Na Argentina duas culturas ocupam o primeiro lugar no que respeita à pirataria biotecnológica; o trigo e a soja.



Desde a introdução das sementes de soja resistentes ao glifosato, o volume de produção cresceu sem interrupção. Esse crescimento resultou no aumento da quantidade de sementes que os agricultores podem reservar para a cultura do ano seguinte. Abrangidos pela excepção da figura do chamado “uso próprio”, o volume de sementes legais como percentagem do total foi diminuindo de tal forma que os produtores de novas variedades não encontram incentivos para introduzir novas variedades no mercado.

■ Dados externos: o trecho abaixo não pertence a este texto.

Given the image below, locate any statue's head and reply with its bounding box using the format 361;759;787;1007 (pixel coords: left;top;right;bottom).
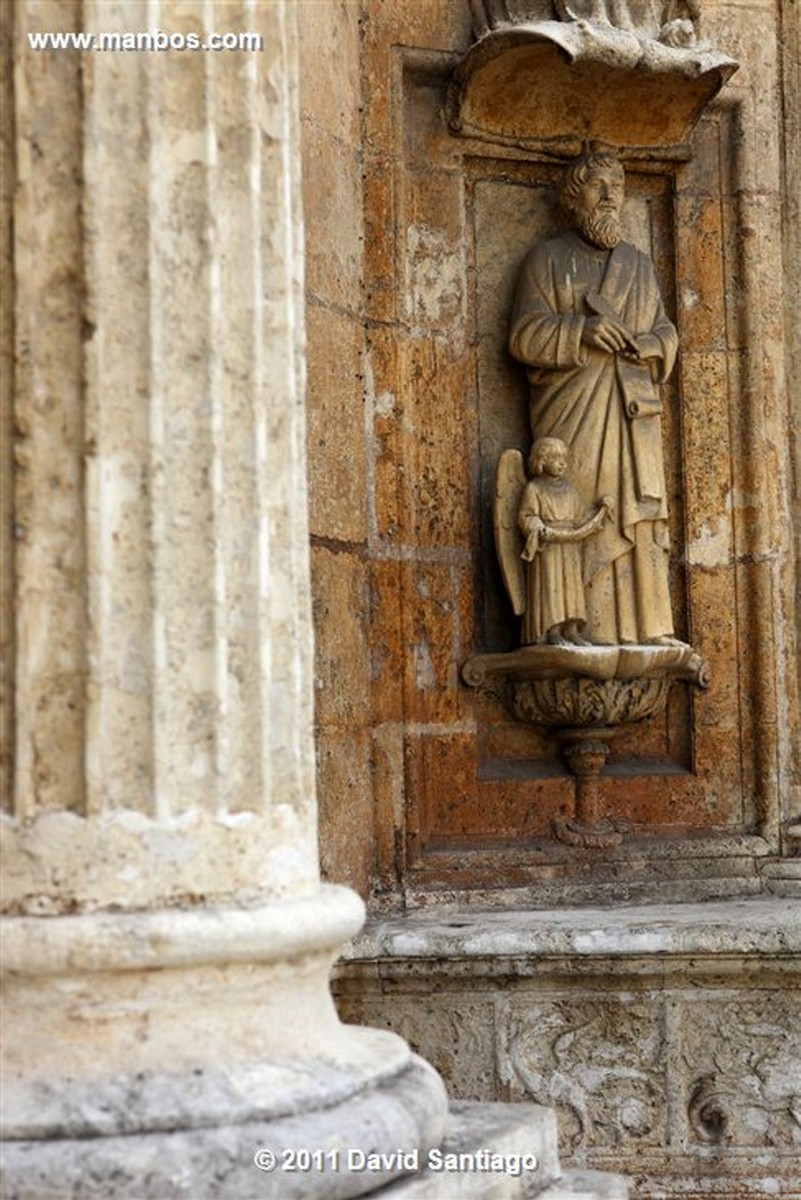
559;151;626;250
529;438;570;479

Os produtores de sementes de soja têm tentado chegar a acordos para limitar o “uso próprio”. Resolver esta questão acerca do pagamento de royalties para o uso próprio é um conflito que leva já vários anos sem solução e sem que se tenha criado um mecanismo para premiar os investidores pela propriedade intelectual das novas variedades vegetais.



As entidades interessadas e as associações representantes de ambos os lados do conflito deram início a uma série de reuniões e encontros com o intuito de encontrar solução para o problema. O objectivo desses encontros não é menor para a soja.

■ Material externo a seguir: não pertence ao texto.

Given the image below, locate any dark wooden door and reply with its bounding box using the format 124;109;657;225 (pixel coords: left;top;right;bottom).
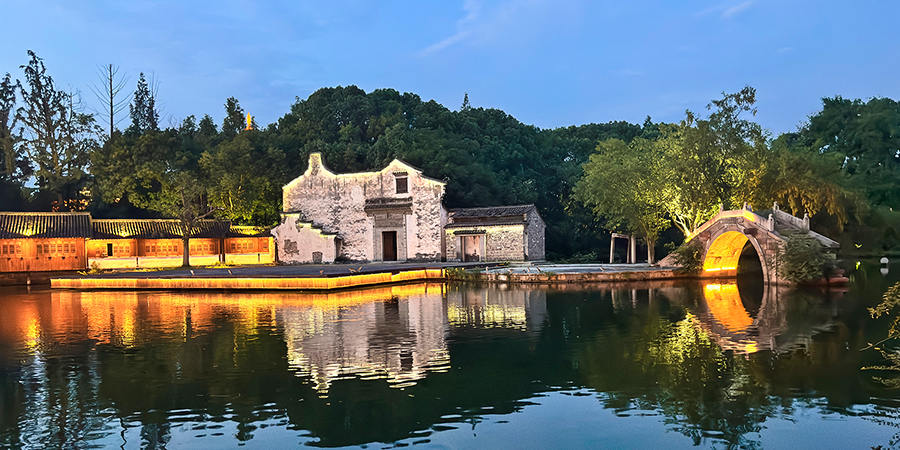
381;231;397;261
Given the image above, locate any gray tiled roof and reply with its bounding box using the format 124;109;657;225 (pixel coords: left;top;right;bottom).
228;225;272;237
0;212;91;239
450;205;535;218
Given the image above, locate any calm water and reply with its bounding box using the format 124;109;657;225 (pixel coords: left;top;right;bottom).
0;266;900;449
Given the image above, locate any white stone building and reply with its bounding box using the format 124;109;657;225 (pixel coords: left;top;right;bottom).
444;205;547;262
272;153;447;264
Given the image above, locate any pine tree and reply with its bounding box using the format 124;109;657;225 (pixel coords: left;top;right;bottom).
16;50;98;208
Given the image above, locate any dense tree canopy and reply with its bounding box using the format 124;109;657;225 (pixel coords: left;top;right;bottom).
0;53;900;259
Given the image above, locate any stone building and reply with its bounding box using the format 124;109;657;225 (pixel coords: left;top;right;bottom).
0;212;91;272
444;205;546;261
272;153;446;264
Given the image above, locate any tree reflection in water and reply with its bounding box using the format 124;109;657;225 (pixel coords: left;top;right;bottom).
0;283;888;448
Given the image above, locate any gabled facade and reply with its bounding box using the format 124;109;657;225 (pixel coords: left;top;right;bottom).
0;212;91;272
444;205;546;262
272;153;446;264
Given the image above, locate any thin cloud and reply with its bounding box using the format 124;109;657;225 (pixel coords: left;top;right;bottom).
722;0;753;19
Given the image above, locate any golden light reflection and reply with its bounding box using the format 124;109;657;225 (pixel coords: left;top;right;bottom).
51;269;445;290
704;284;753;332
703;231;749;272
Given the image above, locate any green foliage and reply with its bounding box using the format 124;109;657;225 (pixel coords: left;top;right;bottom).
863;283;900;388
775;233;829;283
660;86;766;236
800;96;900;208
674;239;703;275
128;72;159;133
444;267;478;281
0;74;32;186
742;133;866;229
16;50;98;207
574;138;669;262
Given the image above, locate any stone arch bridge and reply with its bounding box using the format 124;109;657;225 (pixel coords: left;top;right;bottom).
687;203;840;284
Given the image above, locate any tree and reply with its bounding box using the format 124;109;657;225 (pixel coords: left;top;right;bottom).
742;133;866;228
459;92;472;111
0;74;31;185
660;86;766;236
16;50;97;208
94;125;221;266
128;72;159;133
575;138;669;263
222;97;245;139
799;96;900;209
91;64;129;138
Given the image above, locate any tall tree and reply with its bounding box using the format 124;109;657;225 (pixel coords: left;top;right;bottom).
0;74;31;185
575;138;670;263
800;96;900;209
660;86;766;236
128;72;159;133
222;97;245;139
90;64;129;138
16;50;97;208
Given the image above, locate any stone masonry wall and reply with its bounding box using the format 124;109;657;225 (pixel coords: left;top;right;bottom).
525;212;547;261
272;213;337;264
485;224;525;261
274;153;444;261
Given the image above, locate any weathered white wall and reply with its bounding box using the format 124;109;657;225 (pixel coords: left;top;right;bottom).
273;153;444;261
272;213;337;264
525;212;547;261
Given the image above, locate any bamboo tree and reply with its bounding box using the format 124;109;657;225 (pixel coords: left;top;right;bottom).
16;50;98;208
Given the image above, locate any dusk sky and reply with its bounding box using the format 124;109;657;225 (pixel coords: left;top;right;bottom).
0;0;900;134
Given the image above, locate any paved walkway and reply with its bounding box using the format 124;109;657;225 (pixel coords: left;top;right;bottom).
485;263;672;274
72;262;497;278
68;262;666;278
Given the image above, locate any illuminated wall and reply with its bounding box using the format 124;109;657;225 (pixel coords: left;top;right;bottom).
703;231;749;276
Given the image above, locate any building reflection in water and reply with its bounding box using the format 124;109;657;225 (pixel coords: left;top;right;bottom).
0;282;858;447
447;284;547;331
278;284;450;393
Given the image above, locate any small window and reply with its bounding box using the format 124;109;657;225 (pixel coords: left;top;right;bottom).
395;177;409;194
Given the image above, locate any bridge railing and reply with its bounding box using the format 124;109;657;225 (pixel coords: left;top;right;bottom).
686;208;775;241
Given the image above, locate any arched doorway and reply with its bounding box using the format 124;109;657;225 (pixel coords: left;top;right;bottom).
703;231;767;282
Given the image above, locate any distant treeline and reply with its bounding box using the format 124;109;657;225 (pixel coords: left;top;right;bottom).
0;52;900;259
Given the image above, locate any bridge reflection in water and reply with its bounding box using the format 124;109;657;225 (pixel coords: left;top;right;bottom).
0;282;869;447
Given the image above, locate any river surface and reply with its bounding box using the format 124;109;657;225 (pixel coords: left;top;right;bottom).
0;265;900;449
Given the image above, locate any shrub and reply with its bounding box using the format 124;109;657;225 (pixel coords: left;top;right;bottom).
775;234;829;283
674;239;703;275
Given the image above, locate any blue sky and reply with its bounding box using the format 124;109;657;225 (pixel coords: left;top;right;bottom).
0;0;900;134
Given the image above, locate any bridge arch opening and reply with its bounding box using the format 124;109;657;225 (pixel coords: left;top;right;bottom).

De acordo com diferentes estimativas privadas, estima-se que cerca de 25% das sementes de soja utilizadas correspondam a semente fiscalizada e legal, enquanto o restante se divide entre o mercado ilegal e o uso próprio. Por falta de uma solução para o pagamento de royalties, um dos participantes mais importantes retirou-se da venda de semente de soja no país.



A solução para este tipo de conflito afecta não só a soja, mas também a propriedade industrial de todas as variedades vegetais incluindo o trigo, outra espécie que se pode guardar e multiplicar para o ano seguinte.

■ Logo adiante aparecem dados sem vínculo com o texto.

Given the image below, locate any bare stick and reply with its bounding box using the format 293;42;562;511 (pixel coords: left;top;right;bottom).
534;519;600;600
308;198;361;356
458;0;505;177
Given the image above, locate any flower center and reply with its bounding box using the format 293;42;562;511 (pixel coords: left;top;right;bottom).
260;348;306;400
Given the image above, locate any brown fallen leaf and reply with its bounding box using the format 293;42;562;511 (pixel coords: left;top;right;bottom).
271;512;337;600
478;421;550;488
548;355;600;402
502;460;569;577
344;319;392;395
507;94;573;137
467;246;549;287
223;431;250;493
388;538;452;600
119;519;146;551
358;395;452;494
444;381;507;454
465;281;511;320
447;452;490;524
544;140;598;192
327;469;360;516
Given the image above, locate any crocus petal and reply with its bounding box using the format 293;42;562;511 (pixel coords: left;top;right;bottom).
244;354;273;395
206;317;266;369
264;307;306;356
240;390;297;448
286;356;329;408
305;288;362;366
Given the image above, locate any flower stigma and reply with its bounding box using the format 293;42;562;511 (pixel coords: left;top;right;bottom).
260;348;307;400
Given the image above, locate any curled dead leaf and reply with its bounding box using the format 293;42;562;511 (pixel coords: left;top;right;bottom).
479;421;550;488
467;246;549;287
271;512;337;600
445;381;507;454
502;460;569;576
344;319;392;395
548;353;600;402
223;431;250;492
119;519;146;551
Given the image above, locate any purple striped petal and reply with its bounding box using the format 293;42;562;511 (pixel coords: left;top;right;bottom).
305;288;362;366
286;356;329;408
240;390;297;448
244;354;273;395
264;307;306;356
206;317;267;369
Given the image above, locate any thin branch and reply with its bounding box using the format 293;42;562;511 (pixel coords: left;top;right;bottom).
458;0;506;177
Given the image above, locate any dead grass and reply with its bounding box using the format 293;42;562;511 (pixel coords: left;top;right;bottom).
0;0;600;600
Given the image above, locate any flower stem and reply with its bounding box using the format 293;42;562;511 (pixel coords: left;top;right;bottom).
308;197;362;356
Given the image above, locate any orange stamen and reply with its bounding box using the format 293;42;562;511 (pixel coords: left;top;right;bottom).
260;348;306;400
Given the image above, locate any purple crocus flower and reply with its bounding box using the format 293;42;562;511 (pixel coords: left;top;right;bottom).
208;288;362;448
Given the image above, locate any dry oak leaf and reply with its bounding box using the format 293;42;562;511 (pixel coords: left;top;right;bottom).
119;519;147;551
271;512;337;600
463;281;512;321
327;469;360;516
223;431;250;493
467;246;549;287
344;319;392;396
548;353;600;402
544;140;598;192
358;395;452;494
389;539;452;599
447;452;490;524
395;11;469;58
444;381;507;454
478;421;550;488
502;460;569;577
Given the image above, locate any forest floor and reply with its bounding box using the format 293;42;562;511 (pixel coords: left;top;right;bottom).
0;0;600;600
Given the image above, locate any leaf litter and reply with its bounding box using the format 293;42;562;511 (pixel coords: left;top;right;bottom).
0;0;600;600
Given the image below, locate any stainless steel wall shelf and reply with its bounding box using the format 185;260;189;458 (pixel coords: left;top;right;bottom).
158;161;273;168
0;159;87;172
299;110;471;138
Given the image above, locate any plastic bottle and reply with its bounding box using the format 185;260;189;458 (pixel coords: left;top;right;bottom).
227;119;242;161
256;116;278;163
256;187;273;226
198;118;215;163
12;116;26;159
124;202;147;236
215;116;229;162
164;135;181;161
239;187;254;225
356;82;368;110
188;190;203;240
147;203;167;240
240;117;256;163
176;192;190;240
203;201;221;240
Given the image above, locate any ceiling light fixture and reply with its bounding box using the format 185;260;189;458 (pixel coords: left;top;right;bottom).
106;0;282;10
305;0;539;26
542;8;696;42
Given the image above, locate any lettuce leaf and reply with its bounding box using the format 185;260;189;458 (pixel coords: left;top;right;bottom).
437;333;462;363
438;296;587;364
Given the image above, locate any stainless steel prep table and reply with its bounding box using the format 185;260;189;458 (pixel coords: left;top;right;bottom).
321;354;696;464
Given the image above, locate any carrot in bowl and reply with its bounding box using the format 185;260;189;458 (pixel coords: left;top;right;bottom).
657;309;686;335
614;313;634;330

Nas reuniões procura-se adequar o conceito de “uso próprio”. Esta excepção é um conceito que nasceu nos EUA na década de 30 e foi posteriormente adoptado na Europa, embora de forma mais atenuada. De facto, a legislação dos EUA não só permite a reserva da semente para o cultivo nas explorações do proprietário, mas também autoriza a sua venda a vizinhos across the fence “ do outro lado da cerca”, o que não inclui a legislação europeia.

Se nos EUA a definição de “do outro lado da cerca” foi delimitada ao verdadeiro espírito do legislador, fez falta recorrer à justiça para limitar o direito. Na Argentina, a lei 20.248 e os seus decretos regulamentares recorrem à legislação europeia nesta matéria. O que agora está em discussão é rever o “uso próprio”, que se transformaria num uso próprio gratuito e outro oneroso. Para isso é necessário determinar a escala de produtores que ficaria isenta de pagamento uma vez que o uso próprio gratuito beneficiaria os pequenos produtores. Considera-se que a figura do pequeno produtor poderia ficar contemplada numa escala de 150 a 200 hectares.



O assunto é urgente. Os agricultores argentinos estão conscientes de que para obterem os benefícios que oferecem as novas inovações tecnológicas devem retribuir os produtores e os que detêm os seus direitos de Propriedade Industrial.